しかし、うだうだ言っても決まったものは仕方がない。


少ない知恵と浅い経験を駆使して、考えうる限りの対策を立てることにした。


女の子と2人でTDLに行くにあたって、一番のネックとなり得るのは…おそらく待ち時間。これをいかに過ごすかでデートの成否が決まる…そう言っても過言ではないだろう。


歩いている時とか、乗り物に乗っている時はそう退屈はしないだろう。なんせ天下のディスティニーランドだ。来場者を楽しませる創意工夫が至る所に施されているはず。運営側が用意したそれらの道しるべを頼りにすれば、会話の足しにはなるだろう。


だがしかし、待ち時間は違う。


延々と続く長い行例、先の見えないゴールに辟易することは間違いない。おまけに列は少しずつしか進まないであろうから、景色も変わりばえせず、会話のきっかけとなり得るような新たな刺激には期待出来ないだろう。


つまり、真に実力が試される場面はそこだ。


そこで対人スキルの有無が試される。


で、問題は僕の対人スキルなのだが…当然ながら皆無だ。あったらボッチなんてしてない。

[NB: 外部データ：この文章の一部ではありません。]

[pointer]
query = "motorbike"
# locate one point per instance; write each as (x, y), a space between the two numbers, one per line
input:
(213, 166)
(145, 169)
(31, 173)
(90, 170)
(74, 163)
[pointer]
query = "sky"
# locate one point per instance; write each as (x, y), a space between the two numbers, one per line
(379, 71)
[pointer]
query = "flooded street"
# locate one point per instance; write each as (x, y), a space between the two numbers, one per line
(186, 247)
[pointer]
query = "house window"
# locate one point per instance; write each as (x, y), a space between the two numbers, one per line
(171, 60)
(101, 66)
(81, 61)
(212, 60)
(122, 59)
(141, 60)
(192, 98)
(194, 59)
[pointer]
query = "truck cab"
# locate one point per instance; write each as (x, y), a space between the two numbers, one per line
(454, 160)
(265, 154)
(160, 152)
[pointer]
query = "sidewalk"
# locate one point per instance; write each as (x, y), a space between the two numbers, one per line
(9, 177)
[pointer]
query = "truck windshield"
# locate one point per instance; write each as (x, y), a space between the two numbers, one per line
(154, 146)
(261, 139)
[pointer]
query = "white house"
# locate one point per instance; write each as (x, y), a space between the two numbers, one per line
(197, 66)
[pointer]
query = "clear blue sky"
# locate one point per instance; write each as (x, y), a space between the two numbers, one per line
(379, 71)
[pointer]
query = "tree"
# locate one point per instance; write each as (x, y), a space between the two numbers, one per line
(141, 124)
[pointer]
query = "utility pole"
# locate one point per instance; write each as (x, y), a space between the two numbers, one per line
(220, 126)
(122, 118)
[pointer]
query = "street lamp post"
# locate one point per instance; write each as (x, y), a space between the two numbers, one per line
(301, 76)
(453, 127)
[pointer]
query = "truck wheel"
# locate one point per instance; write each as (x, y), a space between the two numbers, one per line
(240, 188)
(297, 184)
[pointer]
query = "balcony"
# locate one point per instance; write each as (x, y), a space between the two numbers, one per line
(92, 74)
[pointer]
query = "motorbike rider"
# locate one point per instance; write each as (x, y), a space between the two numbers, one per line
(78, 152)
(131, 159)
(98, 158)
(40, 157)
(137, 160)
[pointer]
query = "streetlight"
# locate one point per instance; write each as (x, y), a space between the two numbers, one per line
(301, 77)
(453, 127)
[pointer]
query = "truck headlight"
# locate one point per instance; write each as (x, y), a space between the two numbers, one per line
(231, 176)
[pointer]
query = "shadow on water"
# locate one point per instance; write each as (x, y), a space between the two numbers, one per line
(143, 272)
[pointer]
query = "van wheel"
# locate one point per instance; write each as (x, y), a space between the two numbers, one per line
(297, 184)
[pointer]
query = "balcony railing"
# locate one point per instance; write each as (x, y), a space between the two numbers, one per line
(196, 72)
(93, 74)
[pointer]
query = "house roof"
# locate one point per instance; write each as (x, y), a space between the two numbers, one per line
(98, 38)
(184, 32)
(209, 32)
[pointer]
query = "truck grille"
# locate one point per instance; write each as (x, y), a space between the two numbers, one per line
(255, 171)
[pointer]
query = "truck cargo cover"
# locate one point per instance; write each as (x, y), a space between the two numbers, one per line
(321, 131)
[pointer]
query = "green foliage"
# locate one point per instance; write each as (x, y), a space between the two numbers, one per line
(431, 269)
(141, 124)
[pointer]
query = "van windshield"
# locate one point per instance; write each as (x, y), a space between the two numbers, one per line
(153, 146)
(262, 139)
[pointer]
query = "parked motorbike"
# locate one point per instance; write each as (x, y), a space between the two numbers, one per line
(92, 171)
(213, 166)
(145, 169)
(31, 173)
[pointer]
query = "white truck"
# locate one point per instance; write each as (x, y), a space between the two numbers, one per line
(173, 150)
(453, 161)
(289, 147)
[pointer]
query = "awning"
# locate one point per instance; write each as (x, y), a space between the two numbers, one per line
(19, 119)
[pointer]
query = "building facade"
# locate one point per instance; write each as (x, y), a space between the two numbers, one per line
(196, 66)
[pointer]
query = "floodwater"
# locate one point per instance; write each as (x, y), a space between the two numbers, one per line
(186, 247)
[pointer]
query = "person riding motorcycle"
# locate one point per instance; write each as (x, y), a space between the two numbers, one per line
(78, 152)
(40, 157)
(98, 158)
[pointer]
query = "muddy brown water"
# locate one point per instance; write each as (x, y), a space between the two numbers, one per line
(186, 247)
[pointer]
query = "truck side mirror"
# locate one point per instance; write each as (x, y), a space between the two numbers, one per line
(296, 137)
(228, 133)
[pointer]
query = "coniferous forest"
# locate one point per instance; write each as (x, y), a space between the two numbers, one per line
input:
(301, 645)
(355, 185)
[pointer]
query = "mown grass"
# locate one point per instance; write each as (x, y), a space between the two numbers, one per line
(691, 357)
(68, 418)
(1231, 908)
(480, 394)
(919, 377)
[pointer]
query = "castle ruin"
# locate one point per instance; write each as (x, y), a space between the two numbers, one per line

そんな僕が…果たしてこの長い旅路を無事に乗り越えられるのか…。


僕がそんなことを考えていると、卒業式が終わり、とうとう世界は運命の時を迎えた。


「お一人ですか?」


愛里が僕の元にやってきて、いつもの決まり文句を口にした。


「お…お一人ですよ」


「うん、じゃあ…行こっか」


そして僕らは戦地へと赴いた。













愛里と帰る時は、いつも駅で別れていた。家の方向が違ったからだ。


だから、愛里と同じ電車に乗って、同じ方向に向かうのも初めてだった。


車内には僕らと同じ鷲宮東高校の生徒が多々見られ、その関係で平日の昼間であったが、座席は大体埋まっていた。


2人並んで座れるような空きもなかったので、僕らはつり革につかまりながら電車に揺られていた。


戦いの場であるディスティニーランドはここから大体電車で40分ほど、だからまだ戦いは始まってすらいない。


始まってすらいないのだが…すでに僕らの間に会話はなかった。


まだ電車に乗って5分ほど…それなのにすでに場は沈黙してしまっている。



ウソ…だろ…?。



まだプロローグすら始まっていないのにすでに話すことがなくなってしまったことに僕は絶望した。


普段の僕らの会話は考えてみれば愛里がどちらかというと話す方だった。その愛里が今日は不思議と無口なのだ。会話が発生しないのはおそらくそのせいだろう。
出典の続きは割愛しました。